De esta manera, las acusaciones mantienen que los responsables políticos del proceso de vacunación detuvieron discriminatoriamente a los efectivos de los cuerpos y fuerzas de seguridad del Estado respecto a cuerpos como los Mossos d’Esquadra, la Guardia Urbana, las policías locales o los Bomberos, que sí tenían responsabilidades operativas. Incluso, la letrada del Sindicato Profesional de la Policía, Maria Conte, ha esgrimido un nuevo tipo penal para justificar su solicitud de condena, una extravagante «prevaricación por omisión». Las acusaciones también se han esforzado en contraargumentar la petición de costas de las defensas argumentando que en ningún caso han actuado temerariamente.

Las defensas niegan el delito

En trámite de informes, las defensas han apostado por la continuidad de su tesis desde el minuto cero de la instrucción: negar la discriminación. Es decir, el meollo del asunto que las acusaciones utilizan para construir la acusación de prevaricación. Una de las metáforas la ha clavado el abogado Carles Martínez, que defiende a Marc Ramentol, al recordar que a diferencia de otras zonas del Estado, los policías y guardias civiles en Cataluña eligieron y decidieron sus lugares específicos de vacunación.

Un proceso que se ralentizó por el criterio del Consejo Interterritorial de Salud, que priorizó la vacunación por edades. «Uno puede ir a El Corte Inglés y comprarse un traje, o hecho o a medida, si lo pides a medida, no puedes reclamar que te lo den al momento», ha comparado.
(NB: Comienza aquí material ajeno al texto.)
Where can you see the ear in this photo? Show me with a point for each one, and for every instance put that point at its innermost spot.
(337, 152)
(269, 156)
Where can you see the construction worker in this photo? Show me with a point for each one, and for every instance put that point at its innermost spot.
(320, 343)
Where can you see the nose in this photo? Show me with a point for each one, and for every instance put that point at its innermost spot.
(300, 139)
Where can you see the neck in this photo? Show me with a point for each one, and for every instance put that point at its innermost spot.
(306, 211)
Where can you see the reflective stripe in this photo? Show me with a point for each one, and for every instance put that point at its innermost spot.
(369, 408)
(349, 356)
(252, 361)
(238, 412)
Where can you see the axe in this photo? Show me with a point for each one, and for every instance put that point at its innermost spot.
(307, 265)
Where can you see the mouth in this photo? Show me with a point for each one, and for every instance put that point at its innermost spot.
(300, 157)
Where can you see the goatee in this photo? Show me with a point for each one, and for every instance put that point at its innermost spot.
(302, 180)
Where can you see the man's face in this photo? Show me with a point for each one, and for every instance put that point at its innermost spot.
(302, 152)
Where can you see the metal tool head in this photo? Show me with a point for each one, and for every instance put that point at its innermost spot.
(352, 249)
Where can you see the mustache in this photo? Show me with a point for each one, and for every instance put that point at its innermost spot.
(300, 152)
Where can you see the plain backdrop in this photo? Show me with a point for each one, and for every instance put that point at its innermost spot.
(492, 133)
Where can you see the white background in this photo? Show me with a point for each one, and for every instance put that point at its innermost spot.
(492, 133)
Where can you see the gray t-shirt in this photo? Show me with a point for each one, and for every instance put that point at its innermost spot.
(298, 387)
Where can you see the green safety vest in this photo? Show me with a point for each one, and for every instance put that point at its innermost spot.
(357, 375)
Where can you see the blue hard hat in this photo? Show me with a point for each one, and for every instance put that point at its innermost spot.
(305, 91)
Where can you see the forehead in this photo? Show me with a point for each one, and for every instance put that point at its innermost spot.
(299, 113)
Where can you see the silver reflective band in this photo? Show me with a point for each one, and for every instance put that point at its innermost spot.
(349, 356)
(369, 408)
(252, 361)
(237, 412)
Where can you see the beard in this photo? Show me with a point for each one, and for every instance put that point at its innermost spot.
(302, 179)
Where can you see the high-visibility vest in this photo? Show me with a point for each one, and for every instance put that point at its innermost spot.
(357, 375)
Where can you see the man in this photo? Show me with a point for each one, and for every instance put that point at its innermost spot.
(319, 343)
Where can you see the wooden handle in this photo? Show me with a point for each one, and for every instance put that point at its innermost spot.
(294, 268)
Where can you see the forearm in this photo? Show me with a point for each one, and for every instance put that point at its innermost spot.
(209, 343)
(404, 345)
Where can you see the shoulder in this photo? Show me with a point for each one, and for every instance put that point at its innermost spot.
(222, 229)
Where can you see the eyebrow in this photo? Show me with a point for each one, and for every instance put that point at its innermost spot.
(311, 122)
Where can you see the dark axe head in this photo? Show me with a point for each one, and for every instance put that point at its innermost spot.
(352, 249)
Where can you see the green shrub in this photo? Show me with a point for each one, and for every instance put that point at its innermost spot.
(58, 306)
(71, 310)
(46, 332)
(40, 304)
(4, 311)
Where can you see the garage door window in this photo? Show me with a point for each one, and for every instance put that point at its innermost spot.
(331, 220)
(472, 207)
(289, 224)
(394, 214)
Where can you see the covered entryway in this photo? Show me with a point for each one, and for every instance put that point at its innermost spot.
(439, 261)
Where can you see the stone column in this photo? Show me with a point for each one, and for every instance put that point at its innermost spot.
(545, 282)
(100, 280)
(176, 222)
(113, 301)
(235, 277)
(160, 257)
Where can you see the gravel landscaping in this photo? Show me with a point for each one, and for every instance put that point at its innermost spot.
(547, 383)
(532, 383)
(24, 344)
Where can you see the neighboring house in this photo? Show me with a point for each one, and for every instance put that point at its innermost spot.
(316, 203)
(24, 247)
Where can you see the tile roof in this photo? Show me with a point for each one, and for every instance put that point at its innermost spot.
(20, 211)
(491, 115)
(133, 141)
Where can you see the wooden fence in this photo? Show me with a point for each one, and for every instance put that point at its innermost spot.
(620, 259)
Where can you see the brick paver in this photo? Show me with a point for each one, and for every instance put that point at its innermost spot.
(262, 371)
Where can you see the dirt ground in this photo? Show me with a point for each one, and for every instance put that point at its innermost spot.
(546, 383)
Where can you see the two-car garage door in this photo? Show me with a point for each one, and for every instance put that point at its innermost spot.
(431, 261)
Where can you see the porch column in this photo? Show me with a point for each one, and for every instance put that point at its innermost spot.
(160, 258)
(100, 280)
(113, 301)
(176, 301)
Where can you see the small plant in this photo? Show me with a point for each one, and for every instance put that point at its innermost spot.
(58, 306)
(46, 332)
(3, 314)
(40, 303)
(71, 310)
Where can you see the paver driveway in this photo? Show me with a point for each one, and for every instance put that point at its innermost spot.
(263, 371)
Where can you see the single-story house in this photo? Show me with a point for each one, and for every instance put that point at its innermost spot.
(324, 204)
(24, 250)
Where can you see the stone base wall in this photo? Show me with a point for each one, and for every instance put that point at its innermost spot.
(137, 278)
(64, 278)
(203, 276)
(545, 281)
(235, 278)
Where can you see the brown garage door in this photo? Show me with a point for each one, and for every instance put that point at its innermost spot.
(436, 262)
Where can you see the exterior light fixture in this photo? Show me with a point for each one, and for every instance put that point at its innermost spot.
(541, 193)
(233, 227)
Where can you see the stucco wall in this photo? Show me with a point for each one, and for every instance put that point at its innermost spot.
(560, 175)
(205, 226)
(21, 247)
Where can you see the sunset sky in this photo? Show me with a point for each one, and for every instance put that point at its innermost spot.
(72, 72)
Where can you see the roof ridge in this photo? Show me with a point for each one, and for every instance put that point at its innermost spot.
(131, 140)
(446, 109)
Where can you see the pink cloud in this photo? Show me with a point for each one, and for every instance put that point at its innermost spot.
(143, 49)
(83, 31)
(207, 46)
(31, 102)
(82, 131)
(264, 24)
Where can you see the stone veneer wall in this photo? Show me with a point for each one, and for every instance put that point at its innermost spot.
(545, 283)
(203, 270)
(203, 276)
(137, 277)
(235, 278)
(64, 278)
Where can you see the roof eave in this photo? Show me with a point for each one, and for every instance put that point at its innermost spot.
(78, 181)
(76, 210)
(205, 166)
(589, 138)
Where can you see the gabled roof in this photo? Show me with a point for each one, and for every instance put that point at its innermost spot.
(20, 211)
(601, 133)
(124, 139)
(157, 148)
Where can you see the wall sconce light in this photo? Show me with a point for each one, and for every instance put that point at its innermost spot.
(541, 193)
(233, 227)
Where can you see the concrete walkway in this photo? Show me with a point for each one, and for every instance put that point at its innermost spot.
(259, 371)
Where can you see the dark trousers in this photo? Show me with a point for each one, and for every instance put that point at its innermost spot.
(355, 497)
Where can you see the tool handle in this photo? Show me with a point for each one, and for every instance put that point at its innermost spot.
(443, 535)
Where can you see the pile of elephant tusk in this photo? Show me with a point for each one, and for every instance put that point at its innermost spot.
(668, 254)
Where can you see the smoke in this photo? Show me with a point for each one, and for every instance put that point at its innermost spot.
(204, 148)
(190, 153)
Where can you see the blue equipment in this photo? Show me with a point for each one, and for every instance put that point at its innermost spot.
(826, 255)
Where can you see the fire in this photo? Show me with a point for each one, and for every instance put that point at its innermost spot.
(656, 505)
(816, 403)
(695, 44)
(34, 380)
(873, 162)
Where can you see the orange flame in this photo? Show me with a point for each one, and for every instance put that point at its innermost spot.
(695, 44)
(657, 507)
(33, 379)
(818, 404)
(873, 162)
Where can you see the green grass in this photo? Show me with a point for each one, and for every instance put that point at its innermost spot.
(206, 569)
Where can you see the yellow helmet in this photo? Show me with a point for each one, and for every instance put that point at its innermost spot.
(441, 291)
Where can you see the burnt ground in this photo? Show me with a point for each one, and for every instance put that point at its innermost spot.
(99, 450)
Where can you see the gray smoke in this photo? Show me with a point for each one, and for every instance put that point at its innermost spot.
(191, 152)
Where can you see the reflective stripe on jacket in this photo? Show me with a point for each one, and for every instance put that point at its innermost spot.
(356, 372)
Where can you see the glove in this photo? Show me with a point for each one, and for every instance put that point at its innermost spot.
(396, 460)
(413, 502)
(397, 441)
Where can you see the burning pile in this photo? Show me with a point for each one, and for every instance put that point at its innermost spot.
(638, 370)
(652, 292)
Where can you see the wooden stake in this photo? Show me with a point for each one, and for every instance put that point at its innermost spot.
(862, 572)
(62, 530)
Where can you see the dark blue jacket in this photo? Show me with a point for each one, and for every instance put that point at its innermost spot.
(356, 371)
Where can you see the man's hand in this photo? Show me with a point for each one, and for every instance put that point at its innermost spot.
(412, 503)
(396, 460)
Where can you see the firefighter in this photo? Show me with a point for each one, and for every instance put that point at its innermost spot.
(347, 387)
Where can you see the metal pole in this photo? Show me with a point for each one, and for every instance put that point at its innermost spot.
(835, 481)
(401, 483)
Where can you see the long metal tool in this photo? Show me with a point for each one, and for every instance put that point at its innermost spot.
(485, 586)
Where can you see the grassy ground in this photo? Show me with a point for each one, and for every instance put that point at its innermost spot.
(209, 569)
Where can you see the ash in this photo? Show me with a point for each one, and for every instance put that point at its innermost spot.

Por su parte, el letrado de Vergés, Mariano Bergés, ha negado que ninguno de los hechos que han formado parte de la instrucción y del juicio oral formen parte de cualquier tipo penal. En este sentido, ha recordado que el problema ya se terminó en la jurisdicción contenciosa y, por tanto, para Bergés, el derecho penal debe abstenerse de resolver un hecho que ya fue objeto del contencioso. En la misma línea se han expresado los abogados de Argimon y Comella, Olga Tubau y Josep Riba, así como Míriam Company, abogada de Rodríguez, que se ha extendido en su informe con un reproche general hacia quienes le buscaban las cosquillas siendo simplemente un cargo técnico.

Antes de quedar visto para sentencia, Ramentol, Comella y Vergés han hecho uso de su turno de palabra para recriminar, con cortesía, que el caso haya llegado a juicio y para agradecer a los profesionales médicos su vocación de servicio durante la pandemia.